The human approach to learning from time series is guided by the impressive pattern recognition capabilities of the human brain. Rather than looking at quantitative values, a human automatically segments the time series approriately and acharacterizes or classifies the segments. Similarity of time series is then decided on the basis of this abstracted representation. In this chapter, we propose an algorithm to support a human in this approach to dealing with large data sets. As an example, we consider the problem of deriving local weather forecasting rules that allow us to conclude from the qualitative behavior of the air-pressure curve to the wind strength. Formally, we learn these rules from a single series of labeled intervals, whcihas been obtained from (multivariate) time series by extracting various features of interest, for instance, segments of increasing and decreasing local trends. We seek the identification of frequent local patterns in this state series. A temporal pattern is defined as a set of states together with their interval relationships described in terms of Allen's interval logic. In the spirit of association rule mining, we propose an algorithm to discover frequent temporal patterns and to generate temporal rules. We discuss an efficient algorithm for frequent pattern discovery in detail.

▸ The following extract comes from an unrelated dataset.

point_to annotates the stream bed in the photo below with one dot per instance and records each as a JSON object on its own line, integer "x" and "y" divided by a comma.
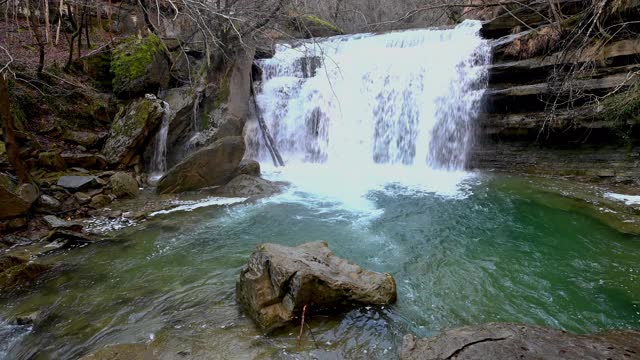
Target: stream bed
{"x": 465, "y": 249}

Fuzzy Clustering of Short Time-Series and Unevenly Distributed Sampling Points

C.S. Möller-Levet, F. Klawonn, K.-H. Cho, O. Wolkenhauer:

This paper proposes a new clustering algorithm in the fuzzy-c-means family, which is designed to cluster time series and is particularly suited for short time series and those with unevenly spaced sampling points. Short time series, which do not allow a conventional statistical model, and unevenly sampled time series appear in many practical situations. The algorithm developed here is motivated by experiments in biology. Conventional clustering algorithms based on the Euclidean distance or the Pearson correlation coefficient, such as hard k-means or hierarchical clustering are not able to include the temporal information in the distance measurement. Uneven sampling commonly occurs in biological experiments. The temporal order of the data is important and the varying length of sampling intervals should be considered in clustering time series. The proposed short time series (STS) distance is able to measure similarity of shapes which are formed by the relative change of amplitude and the corresponding temporal information. We develop a fuzzy time series (FSTS) clustering algorithm by incorporating the STS distance into the standard fuzzy clustering scheme. An example is provided to illustrate the performance of the proposed FSTS clustering algorithm in comparison with fuzzy c-means, k-means and single linkage hierarchical clustering.